Der Ausbau der Nageler Straße steht im kommenden Jahr an. In diesem Rahmen will man zwei versetzte Halbinseln einbauen, die den Verkehr gezwungenermaßen verlangsamen.
30 Stundenkilometer gebe es nur in reinen Wohngebieten, erklärte Wolfgang Doleschal. Würde man hier anfangen, wäre das willkürlich und widerrechtlich. Zweiter Bürgermeister Christian Drehobel zeigte sich als großer Freund von solchen Halbinseln, die seitlich in die Straße hineinragen. Gefälliger sei aber vielleicht ein Hindernis in der Mitte, was eine Erweiterung der Straße zu beiden Seiten nötig machen würde. Bürgermeister Bernhard Schindler stellte fest, dass der Platz vorhanden wäre. Dem Planer, dem Tiefbaubüro Götz aus Pullenreuth, wird das so mitgeteilt.

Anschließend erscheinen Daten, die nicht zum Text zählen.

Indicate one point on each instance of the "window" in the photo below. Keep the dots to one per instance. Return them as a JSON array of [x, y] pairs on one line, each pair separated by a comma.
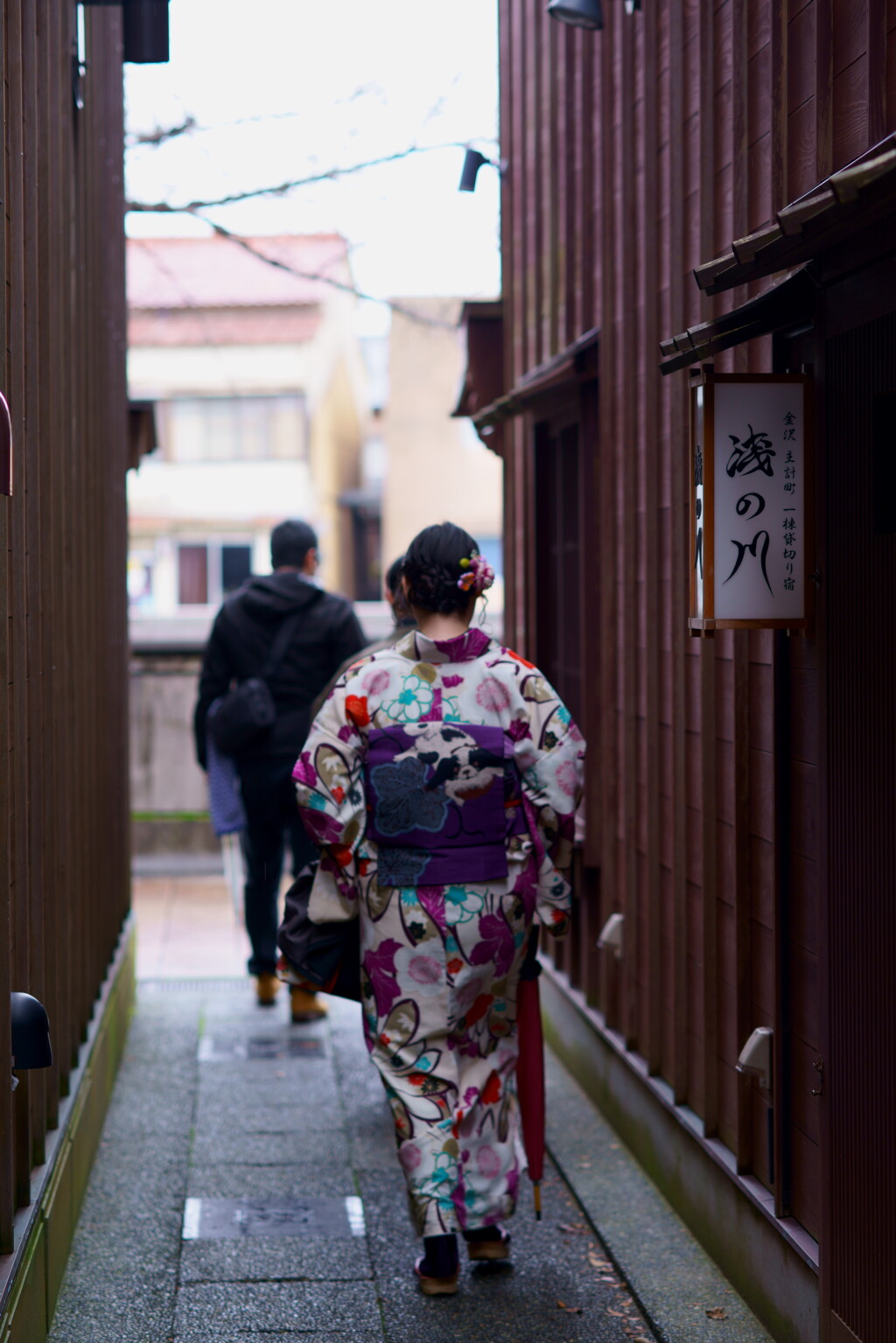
[[207, 572], [234, 429]]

Auch in Neubrand, bei der Ausfahrt aus dem Ort in die Tannenstraße, wird Tempo 30 gewünscht. In der Badstraße gilt das schon immer, warum nicht auch hier?
Geplant ist nun eine Änderung der Vorfahrt an dieser Einmündung. „Rechts vor links“ soll hier künftig gelten. Dann könne man ohnehin nicht schneller fahren als 30. An den meisten Stellen gilt „Rechts vor links“ erkärte Bürgermeister Bernhard Schindler und die Ausfahrt sei nun einmal gefährlich. Mit der Änderung gelte nun in ganz Oberölbühl „Rechts vor links“. Ohne Übergangslösung geht das natürlich nicht, hier ist Umgewöhnen nötig! Da soll ein Schild helfen, das auf die geänderte Vorfahrt hinweist. Das wird ein halbes Jahr stehen. Die Räte votierten alle dafür.